De la mano de Iñaki Alonso, Los pimentoneros siempre ocuparon los puestos de cabeza del grupo IV, aunque el paso por la Segunda B tuvo su peaje. “Es un auténtico pozo sin fondo, una categoría en la que no teníamos margen de error. La presión de los aficionados era altísima”, recuerda el portero, que acumuló 41 partidos en todo ese curso. “Además, pese a estar arriba, nos salió un competidor terrible. El Sevilla Atlético nos obligó a conseguir el récord de puntos en Segunda B (82) para quedar primeros”, repasa. Luego llegó el playoff contra el Lugo y los fantasmas de Montilivi, un año después, volvieron a aparecer. La derrota por la mínima catapultaba al Murcia de nuevo a Segunda, pero en el tiempo añadido hubo un momento de suspense. Alberto atajó un remate a bocajarro con el pecho. La pelota cogió efecto, rodó entre sus manos y mientras la intentaba sujetar, un delantero local, Ballesteros, la pateó para enviarla a la red. “Muchos compañeros se echaron las manos a la cabeza. La gente no había olvidado lo del año anterior, y era una situación demasiado parecida”, reconoce. Sin embargo, el árbitro anuló el gol. Los murcianos tocaban el cielo de plata de nuevo. El mal trago del año anterior, el penalti maldito, quedaba exorcizado.

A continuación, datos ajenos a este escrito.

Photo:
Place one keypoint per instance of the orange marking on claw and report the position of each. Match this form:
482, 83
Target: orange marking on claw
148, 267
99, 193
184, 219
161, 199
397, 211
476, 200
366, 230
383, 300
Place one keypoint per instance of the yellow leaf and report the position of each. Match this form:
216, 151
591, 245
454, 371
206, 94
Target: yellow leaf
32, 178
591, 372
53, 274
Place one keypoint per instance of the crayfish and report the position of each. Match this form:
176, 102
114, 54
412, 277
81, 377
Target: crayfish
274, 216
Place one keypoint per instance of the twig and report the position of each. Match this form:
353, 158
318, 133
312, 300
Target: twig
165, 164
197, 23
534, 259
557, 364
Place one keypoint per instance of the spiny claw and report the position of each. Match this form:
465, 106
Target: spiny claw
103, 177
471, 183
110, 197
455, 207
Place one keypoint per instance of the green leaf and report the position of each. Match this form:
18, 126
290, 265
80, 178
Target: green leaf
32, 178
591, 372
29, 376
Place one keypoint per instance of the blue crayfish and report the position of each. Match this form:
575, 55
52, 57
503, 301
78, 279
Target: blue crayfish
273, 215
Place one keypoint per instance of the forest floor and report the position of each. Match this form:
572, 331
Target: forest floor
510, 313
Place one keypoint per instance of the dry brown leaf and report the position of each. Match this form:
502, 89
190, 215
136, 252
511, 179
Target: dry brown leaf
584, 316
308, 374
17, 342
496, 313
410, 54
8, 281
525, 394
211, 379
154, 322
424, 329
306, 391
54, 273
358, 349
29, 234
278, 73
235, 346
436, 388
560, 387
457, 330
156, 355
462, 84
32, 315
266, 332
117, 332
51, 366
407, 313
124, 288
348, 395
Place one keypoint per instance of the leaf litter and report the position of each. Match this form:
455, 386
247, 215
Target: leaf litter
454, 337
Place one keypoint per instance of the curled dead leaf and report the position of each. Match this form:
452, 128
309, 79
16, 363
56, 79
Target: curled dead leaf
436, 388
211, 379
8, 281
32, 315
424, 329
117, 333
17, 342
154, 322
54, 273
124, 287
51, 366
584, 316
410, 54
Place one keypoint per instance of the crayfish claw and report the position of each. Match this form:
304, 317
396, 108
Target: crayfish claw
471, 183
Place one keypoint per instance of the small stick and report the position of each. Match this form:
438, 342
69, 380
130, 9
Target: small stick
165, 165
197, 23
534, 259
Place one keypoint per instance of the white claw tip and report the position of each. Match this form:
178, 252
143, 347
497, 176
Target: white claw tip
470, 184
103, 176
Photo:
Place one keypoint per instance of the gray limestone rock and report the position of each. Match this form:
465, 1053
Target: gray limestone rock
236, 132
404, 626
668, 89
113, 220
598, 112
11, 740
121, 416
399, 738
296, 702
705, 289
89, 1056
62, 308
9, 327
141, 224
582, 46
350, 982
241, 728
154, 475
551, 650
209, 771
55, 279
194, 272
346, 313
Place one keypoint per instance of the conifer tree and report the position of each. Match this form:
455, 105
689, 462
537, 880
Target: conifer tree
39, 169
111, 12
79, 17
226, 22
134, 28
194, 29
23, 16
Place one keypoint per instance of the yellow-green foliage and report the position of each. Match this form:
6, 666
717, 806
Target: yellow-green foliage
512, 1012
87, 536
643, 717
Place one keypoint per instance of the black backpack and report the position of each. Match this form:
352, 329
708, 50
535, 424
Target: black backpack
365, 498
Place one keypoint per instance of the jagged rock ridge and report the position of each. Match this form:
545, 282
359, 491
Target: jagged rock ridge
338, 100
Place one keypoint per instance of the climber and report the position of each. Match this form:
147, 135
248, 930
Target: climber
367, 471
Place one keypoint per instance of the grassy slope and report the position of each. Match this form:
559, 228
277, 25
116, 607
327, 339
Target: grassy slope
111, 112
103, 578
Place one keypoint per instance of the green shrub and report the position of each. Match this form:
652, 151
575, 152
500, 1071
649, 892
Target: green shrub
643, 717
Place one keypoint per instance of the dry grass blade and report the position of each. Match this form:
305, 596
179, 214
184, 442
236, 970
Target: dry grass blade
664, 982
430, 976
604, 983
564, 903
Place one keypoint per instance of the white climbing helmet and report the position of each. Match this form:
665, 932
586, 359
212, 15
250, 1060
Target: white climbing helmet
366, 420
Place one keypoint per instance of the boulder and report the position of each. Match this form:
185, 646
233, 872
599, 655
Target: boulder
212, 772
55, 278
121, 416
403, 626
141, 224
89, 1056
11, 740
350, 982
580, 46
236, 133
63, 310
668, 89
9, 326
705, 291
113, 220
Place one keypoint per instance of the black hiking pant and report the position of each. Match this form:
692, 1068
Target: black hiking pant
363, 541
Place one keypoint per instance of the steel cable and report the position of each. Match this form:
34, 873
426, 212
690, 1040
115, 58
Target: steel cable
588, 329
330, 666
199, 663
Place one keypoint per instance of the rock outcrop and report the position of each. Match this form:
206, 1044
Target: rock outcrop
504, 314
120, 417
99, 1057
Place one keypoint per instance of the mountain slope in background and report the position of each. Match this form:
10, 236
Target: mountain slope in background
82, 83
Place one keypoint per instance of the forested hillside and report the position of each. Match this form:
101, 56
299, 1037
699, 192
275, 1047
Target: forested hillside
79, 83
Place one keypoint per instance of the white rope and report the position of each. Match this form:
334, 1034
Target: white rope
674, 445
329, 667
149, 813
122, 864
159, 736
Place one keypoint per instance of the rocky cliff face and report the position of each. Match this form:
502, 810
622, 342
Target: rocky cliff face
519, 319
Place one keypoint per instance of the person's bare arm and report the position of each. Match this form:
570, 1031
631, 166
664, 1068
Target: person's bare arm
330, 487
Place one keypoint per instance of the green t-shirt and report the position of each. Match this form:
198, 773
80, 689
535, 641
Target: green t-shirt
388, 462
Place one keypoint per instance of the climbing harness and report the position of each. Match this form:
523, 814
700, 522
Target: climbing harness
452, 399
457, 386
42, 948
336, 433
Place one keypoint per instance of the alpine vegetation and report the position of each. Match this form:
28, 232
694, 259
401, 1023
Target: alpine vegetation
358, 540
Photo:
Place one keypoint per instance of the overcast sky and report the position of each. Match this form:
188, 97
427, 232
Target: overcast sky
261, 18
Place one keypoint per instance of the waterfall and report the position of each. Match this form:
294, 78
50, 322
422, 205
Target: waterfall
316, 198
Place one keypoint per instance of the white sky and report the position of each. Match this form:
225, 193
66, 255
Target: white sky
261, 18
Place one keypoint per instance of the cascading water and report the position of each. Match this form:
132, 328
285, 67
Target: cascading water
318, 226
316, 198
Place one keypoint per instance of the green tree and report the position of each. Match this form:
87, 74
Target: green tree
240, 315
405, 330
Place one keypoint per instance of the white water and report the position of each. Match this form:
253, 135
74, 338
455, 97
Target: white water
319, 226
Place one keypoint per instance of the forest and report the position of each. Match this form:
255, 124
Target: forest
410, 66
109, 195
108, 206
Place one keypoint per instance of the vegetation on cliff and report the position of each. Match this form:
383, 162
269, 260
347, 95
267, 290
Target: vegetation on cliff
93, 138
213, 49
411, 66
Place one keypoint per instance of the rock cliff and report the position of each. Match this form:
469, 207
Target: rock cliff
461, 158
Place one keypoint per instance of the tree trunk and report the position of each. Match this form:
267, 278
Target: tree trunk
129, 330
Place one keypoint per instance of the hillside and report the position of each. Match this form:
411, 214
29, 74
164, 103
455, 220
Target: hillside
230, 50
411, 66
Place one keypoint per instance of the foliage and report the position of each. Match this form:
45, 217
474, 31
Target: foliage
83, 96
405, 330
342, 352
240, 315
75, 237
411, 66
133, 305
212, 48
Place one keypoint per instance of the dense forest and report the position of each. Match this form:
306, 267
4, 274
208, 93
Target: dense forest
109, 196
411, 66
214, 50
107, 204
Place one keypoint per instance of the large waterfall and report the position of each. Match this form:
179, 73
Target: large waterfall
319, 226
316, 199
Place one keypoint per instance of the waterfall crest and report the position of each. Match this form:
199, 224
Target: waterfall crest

Tras el ascenso, la eliminatoria ante el Sabadell por el título de campeón de Segunda B se decidió, irónicamente, en los penaltis. Sin ningún tipo de presión, Alberto incluso se permitió el lujo de chutar -y transformar- un penalty en una tanda que se acabaría decantando a favor de los murcianos. “Una simple anécdota. Lo único que queríamos era que todo terminara para poder celebrarlo con una buena fiesta”, explica.
Foto: Adrián Arroyo
Ahora, con el Murcia en Segunda de nuevo -y pese al mal inicio de campeonato-, Alberto Cifuentes saborea con más intensidad que nunca la categoría. Apostó por seguir en La Nueva Condomina cuando corrían tiempos muy difíciles, y la jugada no le ha podido salir mejor: el club le ha renovado hasta 2014. “Mirándolo fríamente, decidir quedarme sin ni siquiera pensarlo fue una locura. Pero estoy encantado de haberlo hecho. Ya me siento medio murciano”, declara. Aquel 19 de junio de 2010 en Girona, aquel penalti, ya es únicamente una anécdota más de su carrera.